According to reviewer Jim Townsend, the introduction of Empyrean Challenge in 1978 was consequential to the nascent play-by-mail (PBM) industry. In a 1980 advertisement, Superior Simulations defined Empyrean as "the highest heavens", identifying Empyrean Challenge as a strategic science fiction game. The game was developed by Superior Simulations owner Vern Holford, "an ex-Starweb player who thought he could come up with something more challenging and complex". Townsend asserted in a 1988 issue of White Wolf magazine that he succeeded, identifying Empyrean Challenge as "the most complex game system on Earth" with some large position turn results comprising 1,000 pages. According to Townsend, in those cases there was a significant investment in time to understand what happened on a turn as well as fill out future turn orders. He stated that a player without a spreadsheet was "nearly doomed from the outset".

==Gameplay==

Start of the status reports for a player in game 5 on the first turn.

Empyrean Challenge players competed for control of 100 different star systems, with each star system consisting of up to 10 planets. The playing area was cube-shaped with sides 30 light-years in length. Within the cluster of systems were ten inhabited planets, each with fifteen player nations for a total of 150 players per game. Each of the fifteen nations on a planet comprised one of the ten races in the cluster. Players were required to employ diplomacy or combat with these adjacent nations, with diplomacy and cooperation in technology research as critical factors. Planets, populations, production factors, military units, and other elements of gameplay had various classifications or types for players to manage.

Players were required to overcome various challenges, such as economic issues and war, before developing technology to explore and colonize other star systems. Controlling about 5 of 15 colonies set the conditions for interstellar expansion. Movement between star systems was limited by technology levels—higher technology levels allowed moving more light years per turn as well as increasing the possibility of a non-catastrophic hyperjump attempt. Due to the high expense of maintaining fleets, interstellar combat was rare, but consequential.
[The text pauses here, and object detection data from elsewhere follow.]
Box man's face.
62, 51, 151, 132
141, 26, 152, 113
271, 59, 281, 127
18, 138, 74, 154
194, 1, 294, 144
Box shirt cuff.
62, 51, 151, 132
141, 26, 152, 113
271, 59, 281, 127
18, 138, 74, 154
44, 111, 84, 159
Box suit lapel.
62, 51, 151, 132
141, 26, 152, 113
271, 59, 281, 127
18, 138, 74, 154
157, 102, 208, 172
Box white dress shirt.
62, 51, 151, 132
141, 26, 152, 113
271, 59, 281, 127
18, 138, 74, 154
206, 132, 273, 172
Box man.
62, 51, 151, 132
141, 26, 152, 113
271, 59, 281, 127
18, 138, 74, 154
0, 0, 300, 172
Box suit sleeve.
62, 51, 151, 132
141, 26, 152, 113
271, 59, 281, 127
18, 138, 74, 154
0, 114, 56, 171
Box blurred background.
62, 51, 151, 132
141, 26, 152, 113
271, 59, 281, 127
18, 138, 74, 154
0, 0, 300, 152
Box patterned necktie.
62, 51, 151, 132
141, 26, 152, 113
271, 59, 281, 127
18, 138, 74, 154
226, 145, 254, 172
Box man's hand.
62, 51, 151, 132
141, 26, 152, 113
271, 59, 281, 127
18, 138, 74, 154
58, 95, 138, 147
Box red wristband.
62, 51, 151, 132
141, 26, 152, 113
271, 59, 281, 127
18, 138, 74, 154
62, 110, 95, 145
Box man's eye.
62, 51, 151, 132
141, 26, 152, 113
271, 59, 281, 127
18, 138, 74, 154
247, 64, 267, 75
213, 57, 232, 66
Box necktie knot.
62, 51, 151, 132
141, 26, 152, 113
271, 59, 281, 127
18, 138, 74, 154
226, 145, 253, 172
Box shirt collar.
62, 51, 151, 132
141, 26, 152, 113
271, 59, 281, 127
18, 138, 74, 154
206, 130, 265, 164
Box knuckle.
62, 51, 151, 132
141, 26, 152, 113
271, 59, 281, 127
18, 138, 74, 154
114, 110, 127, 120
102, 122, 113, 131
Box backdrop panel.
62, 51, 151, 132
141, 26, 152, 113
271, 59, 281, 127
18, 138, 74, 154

Players could assume one of three roles. The standard position was a Ruler of a nation. Regents, who paid less, typically assumed control of colonies or ships from Rulers whose position had expanded. Independents, who paid lower per-turn fees, assumed control of weaker positions after a player dropout or colony revolt, for example. Significant detailed work was required in all aspects of the game, including the design of ships and colonies, production and technology decisions, and others. Reviewer Martin Clark called the level of detail in the game "quite staggering".

==Reception==

"At heart, [Empyrean Challenge] is a world-economic game without undue complexity, but anyone who doesn't own a calculator is in real trouble ... for serious players only!"
— — Martin Clark. Flagship, No. 1, Winter 1983.

In its 1979 Game Survey, Empyrean Challenge was rated 6.3 out of 9 by readers of The Space Gamer. David Bolduc reviewed the game in the November 1980 issue of The Space Gamer. Bolduc commented that "Empyrean Challenge is a mountain of fun to play. It is a world game – an economic game – and consumes a tremendous amount of time. [...] I recommend Empyrean Challenge for the serious game freak – particularly for the type who likes 'monster' games." In the April 1983 edition of Dragon (Issue 72), Michael Gray stated "This game seems to offer the ultimate in complex simulations, involving economic, scientific, and military decisions. If you're looking for a long, complicated game, this is the ticket." A D Young reviewed the game for the October 1983 issue of White Dwarf and stated it was "obviously only for those space gamers who wish to immerse themselves totally in the role of Ruler of the galaxy."